В провинциальной глуши газетные известия действовали на Засулич еще сильнее, чем они могли бы действовать здесь, в столице. Там она была одна. Ей не с кем было разделить свои[х] сомнений, ей не от кого было услышать слово участия по занимавшему ее вопросу. Нет, думала Засулич, вероятно, известие неверное, по меньшей мере оно преувеличено. Неужели теперь, и именно теперь, думала она, возможно такое явление? Неужели двадцать лет прогресса, смягчения нравов, человеколюбивого отношения к арестованным, улучшения судебных и тюремных порядков, ограничения личного произвола, неужели двадцать лет поднятия личности и достоинства человека вычеркнуты и забыты бесследно?
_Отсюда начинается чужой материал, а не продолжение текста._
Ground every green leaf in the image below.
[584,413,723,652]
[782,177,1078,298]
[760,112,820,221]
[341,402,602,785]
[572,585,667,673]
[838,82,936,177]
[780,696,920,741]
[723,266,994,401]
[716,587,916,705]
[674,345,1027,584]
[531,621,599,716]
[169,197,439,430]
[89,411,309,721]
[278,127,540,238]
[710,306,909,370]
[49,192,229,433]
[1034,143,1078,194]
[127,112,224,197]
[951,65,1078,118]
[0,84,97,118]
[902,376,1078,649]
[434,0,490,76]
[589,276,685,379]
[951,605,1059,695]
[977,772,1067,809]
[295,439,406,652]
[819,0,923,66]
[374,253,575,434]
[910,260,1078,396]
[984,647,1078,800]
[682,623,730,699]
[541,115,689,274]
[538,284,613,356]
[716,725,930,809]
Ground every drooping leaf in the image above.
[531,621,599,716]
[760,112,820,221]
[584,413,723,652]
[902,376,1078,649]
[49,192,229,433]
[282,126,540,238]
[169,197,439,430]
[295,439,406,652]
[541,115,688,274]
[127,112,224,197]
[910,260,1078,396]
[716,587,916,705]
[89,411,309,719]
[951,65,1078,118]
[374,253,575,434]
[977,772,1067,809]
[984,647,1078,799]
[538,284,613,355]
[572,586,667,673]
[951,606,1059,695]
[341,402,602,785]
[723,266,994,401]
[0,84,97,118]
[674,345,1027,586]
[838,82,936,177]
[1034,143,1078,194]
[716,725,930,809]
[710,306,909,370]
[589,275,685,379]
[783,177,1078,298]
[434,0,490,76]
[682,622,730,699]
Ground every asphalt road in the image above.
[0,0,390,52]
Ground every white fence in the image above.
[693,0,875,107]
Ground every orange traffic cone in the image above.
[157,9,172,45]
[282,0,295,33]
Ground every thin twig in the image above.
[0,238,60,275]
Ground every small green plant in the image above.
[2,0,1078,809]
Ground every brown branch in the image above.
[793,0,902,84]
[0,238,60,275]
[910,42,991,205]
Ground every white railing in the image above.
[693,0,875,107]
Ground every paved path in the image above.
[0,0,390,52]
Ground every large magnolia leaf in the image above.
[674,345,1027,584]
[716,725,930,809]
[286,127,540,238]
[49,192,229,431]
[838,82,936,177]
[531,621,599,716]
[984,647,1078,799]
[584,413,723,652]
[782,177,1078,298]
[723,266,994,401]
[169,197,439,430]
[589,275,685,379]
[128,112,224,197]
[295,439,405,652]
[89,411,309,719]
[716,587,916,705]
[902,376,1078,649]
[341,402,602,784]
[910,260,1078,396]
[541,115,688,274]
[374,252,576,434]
Неужели к тяжкому приговору, постигшему Боголюбова, можно было прибавлять еще более тяжкое презрение к его человеческой личности, забвение в нем всего прошлого, всего, что дали ему воспитание и развитие? Неужели нужно было еще наложить несмываемый позор на эту, положим, преступную, но, во всяком случае, не презренную личность? Нет ничего удивительного, продолжала думать Засулич, что Боголюбов в состоянии нервного возбуждения, столь понятного в одиночно заключенном арестанте, мог, не владея собой, позволить себе то или другое нарушение тюремных правил, но на случай таких нарушений, если и признавать их вменяемыми человеку в исключительном состоянии его духа, существуют у тюремного начальства другие меры, ничего общего не имеющие с наказанием розгами. Да и какой же поступок приписывают Боголюбову газетные известия? Неснятие шапки при вторичной встрече с почетным посетителем. Нет, это невероятно, успокаивалась Засулич; подождем, будет опровержение, будет разъяснение происшествия; по всей вероятности, оно окажется не таким, как представлено.
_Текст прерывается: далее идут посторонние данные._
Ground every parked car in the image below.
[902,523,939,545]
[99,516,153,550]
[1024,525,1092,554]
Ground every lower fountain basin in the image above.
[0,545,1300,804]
Но не было ни разъяснений, ни опровержений, ни гласа, ни послушания. Тишина молчания не располагала к тишине взволнованных чувств. И снова возникал в женской экзальтированной голове образ Боголюбова, подвергнутого позорному наказанию, и раскаленное воображение старалось угадать, перечувствовать все то, что мог перечувствовать несчастный. Рисовалась возмущающая душу картина, но то была еще только картина собственного воображения» не проверенная никакими данными, не пополненная слухами, рассказами очевидцев, свидетелей наказания; вскоре явилось и то и другое.